Merge with http://kernel.org/pub/scm/linux/kernel/git/torvalds/linux-2.6.git

[linux-2.6] / mm / page_alloc.c
diff --git a/mm/page_alloc.c b/mm/page_alloc.c

index 1731236dec352ffd9dc3e21e11cc9ce27bd9bde2..fe14a8c87fc27d8822faeaff71cf990f6f9a95ef 100644 (file)
--- a/mm/page_alloc.c
+++ b/mm/page_alloc.c
@@ -773,9 +773,12 @@ again:
  }
  
  #define ALLOC_NO_WATERMARKS    0x01 /* don't check watermarks at all */
-#define ALLOC_HARDER           0x02 /* try to alloc harder */
-#define ALLOC_HIGH             0x04 /* __GFP_HIGH set */
-#define ALLOC_CPUSET           0x08 /* check for correct cpuset */
+#define ALLOC_WMARK_MIN                0x02 /* use pages_min watermark */
+#define ALLOC_WMARK_LOW                0x04 /* use pages_low watermark */
+#define ALLOC_WMARK_HIGH       0x08 /* use pages_high watermark */
+#define ALLOC_HARDER           0x10 /* try to alloc harder */
+#define ALLOC_HIGH             0x20 /* __GFP_HIGH set */
+#define ALLOC_CPUSET           0x40 /* check for correct cpuset */
  
  /*
   * Return 1 if free pages are above 'mark'. This takes into account the order
@@ -830,7 +833,14 @@ get_page_from_freelist(gfp_t gfp_mask, unsigned int order,
                         continue;
  
                 if (!(alloc_flags & ALLOC_NO_WATERMARKS)) {
-                       if (!zone_watermark_ok(*z, order, (*z)->pages_low,
+                       unsigned long mark;
+                       if (alloc_flags & ALLOC_WMARK_MIN)
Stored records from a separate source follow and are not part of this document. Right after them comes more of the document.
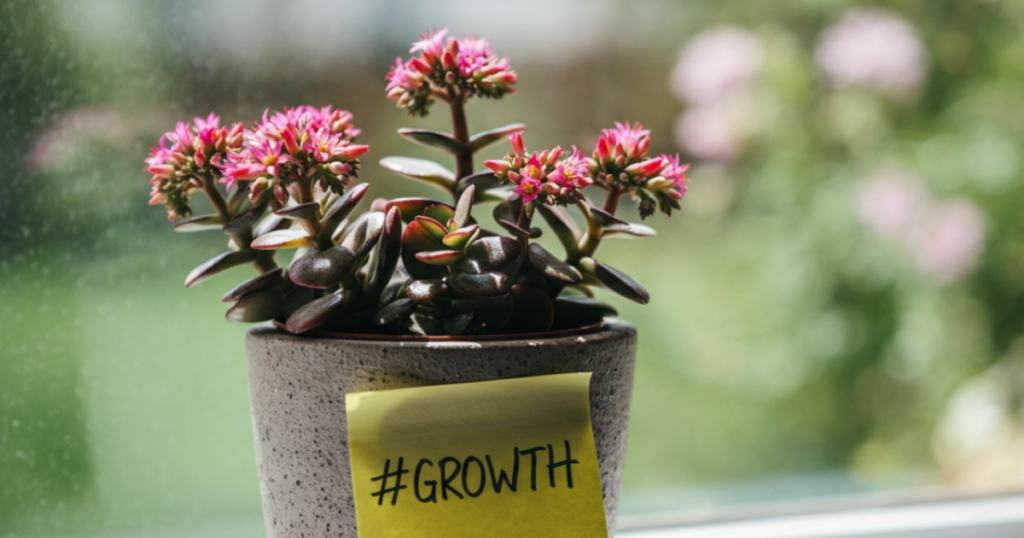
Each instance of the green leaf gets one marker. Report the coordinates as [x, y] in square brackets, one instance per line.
[263, 281]
[434, 228]
[299, 212]
[394, 312]
[388, 253]
[615, 281]
[463, 208]
[281, 239]
[485, 138]
[425, 290]
[481, 285]
[552, 267]
[323, 270]
[421, 169]
[200, 223]
[259, 305]
[563, 226]
[438, 140]
[635, 230]
[439, 257]
[315, 314]
[217, 264]
[413, 207]
[460, 238]
[415, 240]
[493, 253]
[482, 181]
[343, 207]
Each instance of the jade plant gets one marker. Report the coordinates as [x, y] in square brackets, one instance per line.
[412, 265]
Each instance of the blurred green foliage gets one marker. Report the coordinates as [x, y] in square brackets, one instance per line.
[786, 343]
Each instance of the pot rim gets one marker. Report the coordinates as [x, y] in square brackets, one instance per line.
[587, 329]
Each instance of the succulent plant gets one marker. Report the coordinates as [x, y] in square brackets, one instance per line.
[412, 265]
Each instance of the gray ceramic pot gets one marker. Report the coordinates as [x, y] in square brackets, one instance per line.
[297, 387]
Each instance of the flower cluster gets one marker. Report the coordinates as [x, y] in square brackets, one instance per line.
[454, 70]
[621, 163]
[543, 173]
[303, 143]
[197, 151]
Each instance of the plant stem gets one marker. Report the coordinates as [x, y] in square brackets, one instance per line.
[217, 201]
[460, 130]
[590, 241]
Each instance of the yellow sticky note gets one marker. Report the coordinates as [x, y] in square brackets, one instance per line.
[507, 458]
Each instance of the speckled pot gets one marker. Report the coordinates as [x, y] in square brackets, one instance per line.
[297, 387]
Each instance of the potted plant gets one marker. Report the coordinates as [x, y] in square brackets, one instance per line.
[413, 291]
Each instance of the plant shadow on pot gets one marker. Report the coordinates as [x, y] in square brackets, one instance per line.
[298, 386]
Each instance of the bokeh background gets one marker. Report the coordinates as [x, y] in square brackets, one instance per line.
[838, 311]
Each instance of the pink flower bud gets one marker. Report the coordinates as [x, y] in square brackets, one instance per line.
[517, 146]
[498, 166]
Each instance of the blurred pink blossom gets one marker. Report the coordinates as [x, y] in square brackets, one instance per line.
[717, 131]
[891, 203]
[944, 239]
[715, 63]
[872, 48]
[950, 241]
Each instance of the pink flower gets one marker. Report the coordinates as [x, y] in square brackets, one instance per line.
[572, 172]
[717, 63]
[872, 48]
[528, 189]
[624, 140]
[675, 172]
+                               mark = (*z)->pages_min;
+                       else if (alloc_flags & ALLOC_WMARK_LOW)
+                               mark = (*z)->pages_low;
+                       else
+                               mark = (*z)->pages_high;
+                       if (!zone_watermark_ok(*z, order, mark,
                                     classzone_idx, alloc_flags))
                                 continue;
                 }
@@ -871,7 +881,7 @@ restart:
         }
  
         page = get_page_from_freelist(gfp_mask|__GFP_HARDWALL, order,
-                               zonelist, ALLOC_CPUSET);
+                               zonelist, ALLOC_WMARK_LOW|ALLOC_CPUSET);
         if (page)
                 goto got_pg;
  
@@ -888,7 +898,7 @@ restart:
          * cannot run direct reclaim, or if the caller has realtime scheduling
          * policy.
          */
-       alloc_flags = 0;
+       alloc_flags = ALLOC_WMARK_MIN;
         if ((unlikely(rt_task(p)) && !in_interrupt()) || !wait)
                 alloc_flags |= ALLOC_HARDER;
         if (gfp_mask & __GFP_HIGH)
@@ -959,7 +969,7 @@ rebalance:
                  * under heavy pressure.
                  */
                 page = get_page_from_freelist(gfp_mask|__GFP_HARDWALL, order,
-                                               zonelist, ALLOC_CPUSET);
+                               zonelist, ALLOC_WMARK_HIGH|ALLOC_CPUSET);
                 if (page)
                         goto got_pg;
  
@@ -1762,16 +1772,16 @@ static int __devinit zone_batchsize(struct zone *zone)
                 batch = 1;
  
         /*
-        * We will be trying to allcoate bigger chunks of contiguous
-        * memory of the order of fls(batch).  This should result in
-        * better cache coloring.
+        * Clamp the batch to a 2^n - 1 value. Having a power
+        * of 2 value was found to be more likely to have
+        * suboptimal cache aliasing properties in some cases.
          *
-        * A sanity check also to ensure that batch is still in limits.
+        * For example if 2 tasks are alternately allocating
+        * batches of pages, one task can end up with a lot
+        * of pages of one half of the possible page colors
+        * and the other with pages of the other colors.
          */
-       batch = (1 << fls(batch + batch/2));
-
-       if (fls(batch) >= (PAGE_SHIFT + MAX_ORDER - 2))
-               batch = PAGE_SHIFT + ((MAX_ORDER - 1 - PAGE_SHIFT)/2);
+       batch = (1 << (fls(batch + batch/2)-1)) - 1;
  
         return batch;
  }
@@ -1886,7 +1896,7 @@ static int __devinit pageset_cpuup_callback(struct notifier_block *nfb,
  static struct notifier_block pageset_notifier =
         { &pageset_cpuup_callback, NULL, 0 };
  
-void __init setup_per_cpu_pageset()
+void __init setup_per_cpu_pageset(void)
  {
         int err;